BEAU Williford is the man who once fought a bear – and that’s not the best story he had to tell.

A half-century occupying every role in boxing left the American with many tales worth regaling; a conversation with Beau was like a well-informed insider reading you the chapter of a well-written, informative book.

Williford will tell no more stories after dying of cancer and renal disease in his adopted Lafayette, Louisiana hometown on July 31. Some sources gave his age as 69, others 72 – which would fit better with the established facts about this Southern gentleman.

I first met him in the early 1990s, when he was bringing good Louisiana pros like Chad Broussard to the UK. At first our friendship was limited to long phone conversations, before I eventually visited him at his home in Lafayette. He was a genial host, great company and a mine of information.

Fans on the Eastern side of the Atlantic will know him for training Deirdre Gogarty, the Irishwoman he took to world champion status when the female sport was ignored and derided; Colin McMillan, the future world featherweight champion; and Glenn McCrory, the IBF cruiserweight king.

He also worked with just about every fighter of note in Lafayette, a surprising hotbed of boxing roughly halfway between Houston and New Orleans. When Beau showed me around Lafayette we could never go far without encountering someone he knew through boxing; a fighter he’d trained, or promoted, or a businessman he’d persuaded to sponsor one of his shows.

In 1982 he founded the Ragin’ Cajun Boxing Club, where novice amateurs rubbed shoulders with seasoned pros (common in the USA – no pro/am distinction there). He was always available to give advice, and Beau never indulged in sugar-coating the message: he would tell you what you needed to hear, not what you wanted to hear.

Despite the Lafayette connection, Beau was actually from Fayetteville in North Carolina. Born Mabon Leslie Williford Jr, he quickly picked up the nickname Beau because of his good looks.

After a spell in a military academy in Virginia, this boxing-obsessed youngster decided he wanted to be a fighter. So he wrote to Al Braverman, the veteran New York manager and trainer, who invited him train with his pros in Jersey City. One of them was Chuck Wepner, later to fight Muhammad Ali for the world heavyweight title.

In the 1970s Beau sparred future world champ Larry Holmes at Gleasons gym in New York City, yet his professional record is shrouded in mystery. BoxRec says 4-4, with three wins and three losses inside the distance. His debut date is listed as October 1968, which fits better with the 72 age at death, with another fight the following month and then nothing until a six-bout burst of activity between 1976-79.

Beau always insisted he had a lot more fights than his official record – many in Southern states, where boxing was less regulated and small town shows often went unrecorded. The fight with the bear happened at a state fair or some such – I forget which – and was no doubt a bit of fun.

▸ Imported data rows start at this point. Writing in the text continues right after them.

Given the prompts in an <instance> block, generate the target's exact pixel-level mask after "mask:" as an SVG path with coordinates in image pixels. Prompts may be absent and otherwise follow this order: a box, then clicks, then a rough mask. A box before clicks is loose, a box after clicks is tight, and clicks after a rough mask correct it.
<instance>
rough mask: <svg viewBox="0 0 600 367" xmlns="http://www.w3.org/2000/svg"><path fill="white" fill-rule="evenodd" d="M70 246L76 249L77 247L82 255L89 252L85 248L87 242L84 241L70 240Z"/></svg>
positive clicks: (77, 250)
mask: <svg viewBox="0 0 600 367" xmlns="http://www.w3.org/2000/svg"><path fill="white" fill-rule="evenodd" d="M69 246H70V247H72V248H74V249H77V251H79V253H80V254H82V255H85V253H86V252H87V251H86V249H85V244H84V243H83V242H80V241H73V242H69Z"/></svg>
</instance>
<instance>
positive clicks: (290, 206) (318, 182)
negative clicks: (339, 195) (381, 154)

Some fights definitely happened. In June 1976 at Oklahoma City’s Red Carpet Inn he was stopped in three rounds by Ron Stander, who in 1972 had challenged Joe Frazier for the world heavyweight title. Years later, Beau ended up accompanying Stander to a fight against Roy “Pretty Boy” Shaw in London. Beau told me he only realised it was unlicensed when the (gangster) promoters gave him the £40,000 purse in a plastic carrier bag.
Beau’s last listed fight came in April 1979 at the Los Angeles Olympic Auditorium against Mircea Simon, a Romanian defector who’d won silver at the 1976 Olympics. Beau was stopped in two rounds, with the Los Angeles Times reporting that he was “game, too game”. It also described him as like a “hunk of raw meet at feeding time at the zoo”.

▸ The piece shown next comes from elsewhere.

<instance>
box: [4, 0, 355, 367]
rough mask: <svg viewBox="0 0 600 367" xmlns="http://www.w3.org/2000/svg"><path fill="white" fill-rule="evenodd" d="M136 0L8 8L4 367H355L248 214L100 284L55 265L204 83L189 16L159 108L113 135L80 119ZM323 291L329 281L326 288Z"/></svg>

I posted the full newspaper clipping – found in the BN archive – to Beau and not long after received a phone call from him. I expected a complaint, but instead he chuckled: “Yeah, that’s pretty much how it was!”

Yet if he wasn’t a great boxer, Williford would go on to achieve much more as a trainer, manager and promoter. Among the many important US names he coached was James “Quick” Tillis, the Oklahoma cowboy who in May 1986 became the first man to take Mike Tyson the distance.

Years later, long after Tyson had won and lost the world heavyweight title, Williford insisted Tillis had done enough to win the 10-rounder. “It was in Glens Falls, New York, which was Tyson’s back yard,” he said. “When they announced Mike as the winner, I couldn’t believe it.”

Through the Raging Cajun club, in recent years Beau organised the annual Louisiana Golden Gloves Championships. At his invitation, I attended the 2014 edition and while the intimate hotel ballroom setting was a long way from the pro big-time, it was clear Beau got just as much satisfaction from staging this event.

And when it came time for Louisiana’s champions to contest the next stage of the national Golden Gloves, Beau drove them all the way to Little Rock, Arkansas and back – about 350 miles and six hours’ drive each way. That’s the sort of dedication to helping local youth that made Beau so respected in Lafayette and elsewhere.